You can’t lead if you aren’t willing to move away from where you are. True leaders always seek improvement in themselves, the functions they manage, and the processes they operate. “The way we’ve always done it,” is the first thing to go when you seek to find a better way.
Set Goals and Work on them Daily
At work, it is very easy to get pulled into the emergency of the day or focus only on routine tasks and lose sight of your long-term goals. But leadership requires the ability to consistently work toward goals. A powerful daily practice is to do one small thing every day that will move you ever closer to your goals.
Ask for Support Often
The best leaders understand the benefits of having good advice and engaged advocates, and even the most experienced leaders often have a coach. Look for people who can serve as an unbiased sounding board to help you vet and improve your ideas. The Lean practice of Catchball is a good way to move ideas around from person to person seeking feedback and clarity.
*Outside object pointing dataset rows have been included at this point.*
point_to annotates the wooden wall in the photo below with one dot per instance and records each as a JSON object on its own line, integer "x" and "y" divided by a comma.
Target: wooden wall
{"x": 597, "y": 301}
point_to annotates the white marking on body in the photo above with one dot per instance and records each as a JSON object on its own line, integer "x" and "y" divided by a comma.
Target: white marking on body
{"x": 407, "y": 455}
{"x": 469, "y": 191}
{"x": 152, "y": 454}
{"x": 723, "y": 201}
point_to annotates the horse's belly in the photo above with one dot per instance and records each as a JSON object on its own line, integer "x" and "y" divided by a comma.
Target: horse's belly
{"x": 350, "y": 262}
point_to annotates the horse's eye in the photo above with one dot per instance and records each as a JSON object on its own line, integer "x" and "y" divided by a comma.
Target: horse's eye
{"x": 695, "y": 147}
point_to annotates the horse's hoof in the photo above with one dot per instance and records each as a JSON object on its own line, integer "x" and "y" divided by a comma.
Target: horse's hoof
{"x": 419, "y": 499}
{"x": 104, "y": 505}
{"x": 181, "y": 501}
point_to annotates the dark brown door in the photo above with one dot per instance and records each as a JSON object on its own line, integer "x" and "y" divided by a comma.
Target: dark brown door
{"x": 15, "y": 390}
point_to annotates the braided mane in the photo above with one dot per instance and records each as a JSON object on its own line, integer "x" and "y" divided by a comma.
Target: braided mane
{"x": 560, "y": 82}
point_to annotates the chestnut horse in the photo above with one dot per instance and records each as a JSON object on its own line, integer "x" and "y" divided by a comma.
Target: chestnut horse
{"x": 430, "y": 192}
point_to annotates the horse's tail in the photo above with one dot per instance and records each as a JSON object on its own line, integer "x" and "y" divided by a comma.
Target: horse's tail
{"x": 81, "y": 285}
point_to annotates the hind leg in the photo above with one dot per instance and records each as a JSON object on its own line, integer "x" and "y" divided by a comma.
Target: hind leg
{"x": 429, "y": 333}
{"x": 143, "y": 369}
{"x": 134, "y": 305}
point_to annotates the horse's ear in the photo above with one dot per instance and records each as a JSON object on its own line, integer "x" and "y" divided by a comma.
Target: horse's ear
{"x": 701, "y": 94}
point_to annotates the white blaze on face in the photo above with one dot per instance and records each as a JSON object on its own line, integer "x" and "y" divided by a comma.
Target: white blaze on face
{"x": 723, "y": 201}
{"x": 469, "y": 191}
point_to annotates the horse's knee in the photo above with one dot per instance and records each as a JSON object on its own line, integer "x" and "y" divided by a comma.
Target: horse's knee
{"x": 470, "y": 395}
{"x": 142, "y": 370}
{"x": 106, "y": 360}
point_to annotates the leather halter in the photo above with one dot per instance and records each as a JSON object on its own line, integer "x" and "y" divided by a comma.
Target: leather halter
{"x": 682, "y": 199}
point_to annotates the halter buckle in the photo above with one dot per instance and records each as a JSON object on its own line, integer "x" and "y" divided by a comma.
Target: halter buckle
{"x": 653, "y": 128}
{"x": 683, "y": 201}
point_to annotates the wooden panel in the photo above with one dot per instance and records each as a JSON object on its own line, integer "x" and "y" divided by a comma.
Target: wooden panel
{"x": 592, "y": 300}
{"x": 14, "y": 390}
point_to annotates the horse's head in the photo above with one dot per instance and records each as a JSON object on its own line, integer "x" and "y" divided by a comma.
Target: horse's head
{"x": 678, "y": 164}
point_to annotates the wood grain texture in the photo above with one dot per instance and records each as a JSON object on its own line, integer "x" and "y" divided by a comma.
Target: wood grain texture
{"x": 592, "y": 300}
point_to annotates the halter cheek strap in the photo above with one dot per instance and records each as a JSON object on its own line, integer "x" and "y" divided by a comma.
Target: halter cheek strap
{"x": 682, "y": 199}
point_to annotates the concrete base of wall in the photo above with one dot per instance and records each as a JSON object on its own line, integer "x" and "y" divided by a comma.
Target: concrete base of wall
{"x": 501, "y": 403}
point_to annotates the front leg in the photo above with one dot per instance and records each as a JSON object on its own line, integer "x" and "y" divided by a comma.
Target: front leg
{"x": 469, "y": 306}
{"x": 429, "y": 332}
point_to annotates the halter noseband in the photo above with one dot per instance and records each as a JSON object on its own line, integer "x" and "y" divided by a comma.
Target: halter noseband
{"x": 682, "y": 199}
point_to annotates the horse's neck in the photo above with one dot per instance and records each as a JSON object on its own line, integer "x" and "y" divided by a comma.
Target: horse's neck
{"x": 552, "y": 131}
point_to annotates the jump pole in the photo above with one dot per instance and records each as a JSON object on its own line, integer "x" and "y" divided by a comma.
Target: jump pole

Make It a Habit to Express Appreciation
Part of leadership is having the humility to recognize that you can’t accomplish what you want alone. Every success is the result of input from others in one way or another. If you take the time to recognize the contributions of others, you will encourage more collaboration and achieve even greater results. It is also important to appreciate the resources that you do have, rather than focusing on what you lack.
The Greek philosopher Aristotle put it this way,
“We are what we repeatedly do. Excellence, then, is not an act, but a habit.”
By incorporating these practices into your work every day, you will become a more competent leader. Whether that changes your roll or not, you’ll gain the trust of those you work with and improve the results of everyone around you.